La joven trató de tapar los atributos de la cantante al creer que estaba a punto de perder el vestido...

El escotazo de Beyoncé que deja con el culo al aire a su asustada asistente

... la diva la echó con frialdad

El escotazo de Beyoncé que deja con el culo al aire a su asustada asistente
La cantante norteamericana antes y durante el incidente PD

Comienza a ser aburrido contar las ocasiones en las que la cantante Beyoncé impacta al personal con esos escotes pronunciadísimos que a duras penas ocultan sus atributos (o, más bien, tapan lo suficiente para poner cardíaco a alguno sin que otro estampe el sello de la censura sobre su generoso pecho).

En su cuenta de Instagram, en el «combate del siglo» entre los púgiles Mayweather y Pacquiao, en la gala del Met, antes de los Globos de Oro o en las calles de Nueva York. Contemplar el canalillo a Beyoncé ya no es emocionante.

Pero sí interesante si el pedacito de tela se mueve unos milímetros más allá de lo que parecía planeado y ese desliz provoca que una asistente bastante atolondrada intente taparle las vergüenzas.

El pasado martes, en photocall previo al IDAL X: 1020 Concert, en el Barclays Center de Brooklyn (un espectáculo en el que la propia Beyoncé se subió al escenario junto a Jay Z y otros artistas), la diva norteamericana se presentó con un liviano diseño de Philipp Plein en color berenjena.

Mientras avanzaba a grandes zancadas por la alfombra roja y las cámaras comenzaban a disparar, una asistente saltó junto a ella para recomponerle el escote. Al parecer, creía que el arriesgado vestido estaba a punto de caer al suelo.

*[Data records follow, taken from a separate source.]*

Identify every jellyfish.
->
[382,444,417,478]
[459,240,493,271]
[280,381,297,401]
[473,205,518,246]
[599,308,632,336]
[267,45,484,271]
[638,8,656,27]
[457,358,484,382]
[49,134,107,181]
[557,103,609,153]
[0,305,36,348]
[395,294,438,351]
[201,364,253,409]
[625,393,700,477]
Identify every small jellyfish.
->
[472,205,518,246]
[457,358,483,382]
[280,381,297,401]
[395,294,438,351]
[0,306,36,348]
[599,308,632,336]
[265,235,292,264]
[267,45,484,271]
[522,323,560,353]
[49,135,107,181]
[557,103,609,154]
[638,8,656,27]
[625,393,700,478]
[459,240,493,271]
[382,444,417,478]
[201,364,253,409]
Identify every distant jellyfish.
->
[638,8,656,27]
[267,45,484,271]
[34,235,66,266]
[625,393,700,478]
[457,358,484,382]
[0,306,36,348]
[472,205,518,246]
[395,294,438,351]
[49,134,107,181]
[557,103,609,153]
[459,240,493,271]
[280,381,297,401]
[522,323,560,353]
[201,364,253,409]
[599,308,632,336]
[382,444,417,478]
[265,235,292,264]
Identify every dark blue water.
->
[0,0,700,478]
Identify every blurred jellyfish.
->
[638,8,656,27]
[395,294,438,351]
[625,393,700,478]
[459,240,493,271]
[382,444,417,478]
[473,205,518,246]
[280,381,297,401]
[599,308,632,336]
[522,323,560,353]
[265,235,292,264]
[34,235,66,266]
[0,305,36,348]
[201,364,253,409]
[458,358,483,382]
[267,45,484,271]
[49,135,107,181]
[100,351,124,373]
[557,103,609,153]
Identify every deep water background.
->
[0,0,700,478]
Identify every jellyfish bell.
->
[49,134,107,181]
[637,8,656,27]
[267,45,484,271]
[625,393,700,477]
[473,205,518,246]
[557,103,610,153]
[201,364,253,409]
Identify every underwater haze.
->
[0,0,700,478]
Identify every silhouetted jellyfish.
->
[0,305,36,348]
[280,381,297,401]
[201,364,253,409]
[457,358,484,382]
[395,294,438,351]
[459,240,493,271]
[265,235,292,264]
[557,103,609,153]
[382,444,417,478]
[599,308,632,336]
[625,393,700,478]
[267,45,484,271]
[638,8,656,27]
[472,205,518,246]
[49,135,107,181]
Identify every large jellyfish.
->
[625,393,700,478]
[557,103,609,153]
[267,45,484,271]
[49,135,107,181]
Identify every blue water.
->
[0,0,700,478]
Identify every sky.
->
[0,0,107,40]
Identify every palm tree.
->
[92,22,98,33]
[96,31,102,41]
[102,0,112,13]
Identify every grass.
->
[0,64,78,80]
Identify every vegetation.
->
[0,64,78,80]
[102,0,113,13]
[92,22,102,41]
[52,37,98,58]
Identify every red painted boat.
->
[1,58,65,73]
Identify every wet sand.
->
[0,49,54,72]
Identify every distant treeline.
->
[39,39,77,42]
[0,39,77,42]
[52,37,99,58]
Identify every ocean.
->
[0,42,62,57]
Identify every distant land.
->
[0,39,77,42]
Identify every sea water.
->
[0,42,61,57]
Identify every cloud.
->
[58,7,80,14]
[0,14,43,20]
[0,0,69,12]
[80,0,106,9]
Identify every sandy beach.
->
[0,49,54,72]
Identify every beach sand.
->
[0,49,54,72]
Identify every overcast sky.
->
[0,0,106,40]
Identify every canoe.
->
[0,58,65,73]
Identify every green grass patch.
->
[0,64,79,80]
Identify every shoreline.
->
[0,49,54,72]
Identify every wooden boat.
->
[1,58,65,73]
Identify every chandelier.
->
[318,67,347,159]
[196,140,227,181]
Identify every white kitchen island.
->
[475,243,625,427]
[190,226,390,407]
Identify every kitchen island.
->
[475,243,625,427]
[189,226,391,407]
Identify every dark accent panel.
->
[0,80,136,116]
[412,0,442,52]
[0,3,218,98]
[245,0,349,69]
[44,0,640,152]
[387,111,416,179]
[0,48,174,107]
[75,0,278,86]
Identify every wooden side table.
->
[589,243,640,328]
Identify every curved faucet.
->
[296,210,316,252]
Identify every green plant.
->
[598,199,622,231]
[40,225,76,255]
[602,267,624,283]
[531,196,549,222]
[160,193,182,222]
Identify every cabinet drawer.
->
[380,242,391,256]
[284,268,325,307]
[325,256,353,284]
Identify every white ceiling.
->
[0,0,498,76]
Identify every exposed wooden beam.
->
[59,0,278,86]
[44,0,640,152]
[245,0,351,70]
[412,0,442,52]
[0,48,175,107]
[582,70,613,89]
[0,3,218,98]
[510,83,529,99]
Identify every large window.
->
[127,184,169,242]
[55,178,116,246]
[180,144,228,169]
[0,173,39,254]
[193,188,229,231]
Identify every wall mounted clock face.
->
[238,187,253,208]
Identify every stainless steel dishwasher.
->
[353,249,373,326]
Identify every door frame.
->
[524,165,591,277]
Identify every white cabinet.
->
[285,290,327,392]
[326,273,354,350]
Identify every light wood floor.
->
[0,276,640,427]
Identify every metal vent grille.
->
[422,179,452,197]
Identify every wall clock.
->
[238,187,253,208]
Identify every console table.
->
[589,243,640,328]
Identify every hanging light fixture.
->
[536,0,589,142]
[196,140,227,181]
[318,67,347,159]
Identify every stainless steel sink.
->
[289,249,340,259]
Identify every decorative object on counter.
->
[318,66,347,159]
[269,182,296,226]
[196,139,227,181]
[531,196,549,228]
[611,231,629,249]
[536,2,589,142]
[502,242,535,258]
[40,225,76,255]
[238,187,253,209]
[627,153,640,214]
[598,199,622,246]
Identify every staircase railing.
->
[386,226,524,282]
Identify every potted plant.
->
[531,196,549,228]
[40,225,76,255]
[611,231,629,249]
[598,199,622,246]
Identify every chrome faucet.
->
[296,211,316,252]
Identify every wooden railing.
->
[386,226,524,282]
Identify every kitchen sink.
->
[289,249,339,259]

Sin abandonar la sonrisa Beyoncé la ordenó que se retirara del foco de los reporteros gráficos, quienes le gritaban «¡reina!». «¡Basta»!», le espetó a la joven quien, con cara de pánico, dejó a medio arreglar el vestido.

Mientras, la reina del pop seguía luciendo una calurosa sonrisa bajo una una gélida mirada. la escena fue grabada en móvil y publicada en Twitter por una persona que se encontraba al otro lado de la línea de fotógrafos. Más allá de la metedura de pata de la asistente y la implacable reacción de su jefa, una cosa quedó bien clara: a Beyoncé no hay quien le toque el escote.